Some of the types of original, never-before-published technology content we use include the following:

SharePoint Pro blog entries: A way for admins and devs to break into print or for experts to vent. Must be related to SharePoint and must address readership of SharePoint admins or SharePoint devs. Generally not paid and generally not edited.

Reader to Reader pieces: Short pieces (up to 700 words) from the trenches that tell the SharePoint community about a free tool you use, discoveries you've made, or solutions to problems. (Example: "An Effortless Way to Confirm the Presence or Absence of Computer Objects.") Pay is $100.

Columns: Longer pieces (750 to 800 words) that fit into POV: Dev ("3 Design Patterns SharePoint Developers Should Know") or POV: IT Pro ("SharePoint 2010 in the Cloud: 17 Risks to Consider") format. Generally offer tips or short how-to's or best practices, etc., with the focus on  helping SharePoint devs or SharePoint admins do their jobs. Pay starts at $200.

Single product reviews and Comparative product reviews: Reviews follow specific procedures and must be set up and coordinated by the product editors. Please query us for guidelines. ([email protected]) Reviews tell the reader what it was like to install and use the product and are specific about the testing environment and setup to give the reader some context. They tell what features the reviewer found useful and any limitations the reviewer found. Pay starts at $250.

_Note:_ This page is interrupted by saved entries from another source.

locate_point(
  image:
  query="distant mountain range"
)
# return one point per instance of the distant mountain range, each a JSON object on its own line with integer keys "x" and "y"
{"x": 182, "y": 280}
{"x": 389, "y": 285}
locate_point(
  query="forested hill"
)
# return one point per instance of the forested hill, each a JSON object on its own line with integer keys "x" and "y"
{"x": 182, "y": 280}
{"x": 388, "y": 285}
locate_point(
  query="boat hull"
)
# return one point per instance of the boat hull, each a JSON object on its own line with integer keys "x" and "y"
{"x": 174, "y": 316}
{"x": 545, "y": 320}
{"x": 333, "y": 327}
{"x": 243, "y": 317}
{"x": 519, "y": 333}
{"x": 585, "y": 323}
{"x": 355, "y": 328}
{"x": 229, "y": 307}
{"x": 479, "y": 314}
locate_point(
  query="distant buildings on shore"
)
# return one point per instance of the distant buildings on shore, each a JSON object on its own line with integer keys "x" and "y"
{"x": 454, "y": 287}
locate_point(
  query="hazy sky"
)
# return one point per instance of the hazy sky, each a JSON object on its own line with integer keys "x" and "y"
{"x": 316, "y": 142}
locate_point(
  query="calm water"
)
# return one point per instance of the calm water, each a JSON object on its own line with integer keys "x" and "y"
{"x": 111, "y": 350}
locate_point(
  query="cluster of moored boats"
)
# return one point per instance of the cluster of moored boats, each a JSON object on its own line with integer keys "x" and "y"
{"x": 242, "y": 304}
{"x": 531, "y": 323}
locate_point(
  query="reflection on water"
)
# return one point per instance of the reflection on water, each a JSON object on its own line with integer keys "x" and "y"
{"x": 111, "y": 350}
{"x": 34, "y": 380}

How-to Features: Our longest pieces (2,600 to 2,900 words) that are highly technical and how-to-oriented, for either SharePoint devs or SharePoint admins. Authors are expected to be experts in the field and content is vetted and tested by technical reviewers before proceeding further into the acquisitions process. Examples include "Speeding InfoPath 2010 Custom Form Deployment to External Lists" and "Database Maintenance for SharePoint."  Request guidelines from the editors ([email protected]). Pay varies.